The most plausible explanation for the origin of infant baptism is found in the emergency baptism of sick children expected to die soon so that they would be assured of entrance into the kingdom of heaven. There was a slow extension of baptizing babies as a precautionary measure. It was generally accepted, but questions continued to be raised about its propriety into the fifth century. It became the usual practice in the fifth and sixth centuries. (pp. 856, 857)
On the mode of baptism, he writes:
The comprehensive survey of the evidence compiled in this study give a basis for a fresh look at this subject and seeks to give coherence to that evidence while addressing seeming anomalies. The Christian literary sources, backed by secular word usage and Jewish religous immersions, given an overwhelming support for full immersion as the normal action. Exceptions in cases of a lack of water and especially of sickbed baptism were made.
Submersion was undoubtedly the case for the fourth and fifth centuries in the Greek East and only slightly less certain for the Latin West. Was this a change from an earlier practice, a selection out of options previously available, or a continuation of the practice of the first three centuries? It is the contention of this study that the last interpretation best accords with the available facts.
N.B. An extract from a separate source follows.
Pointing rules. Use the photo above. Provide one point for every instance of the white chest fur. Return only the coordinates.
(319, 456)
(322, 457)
Unless one has preconceived ideas about how an immersion would be performed, the literary, art, and archaeological evidence supports this conclusion. (p. 857)
By Puritan Covenanter “R. Martin” (Speedway, Indiana)
The authors come from a paedo baptist theological bent. I am not sure why they wrote the book because it doesn’t seem to support their view. They even use a lot of quotes from other Paedo-Baptists and show that they have misquoted or misunderstood the context of the Early Church Fathers. Maybe they are just illuminating the Early Church Father’s beliefs concerning baptism for conscience sake. From the outset the Early Church seemed to link water baptism very closely to the remission and cleansing of sin. If one wasn’t baptized by water they had no forgiveness of sin. This theological theme continued but grew in different directions concerning its efficacy and benefits during the next four centuries. According to the authors the connection between baptism and modern day covenant theology is proven to be almost non-existent in the writings of the Early Church. They link infant baptism’s induction into the church because of necessity. In other words the deathbed was the reason infant baptism was introduced into the church. The book was very illuminating and I agreed with part of its conclusion. “The symbol became the actual means. The rite of baptism itself, rather than Christ, became the guarantee of eternal salvation.”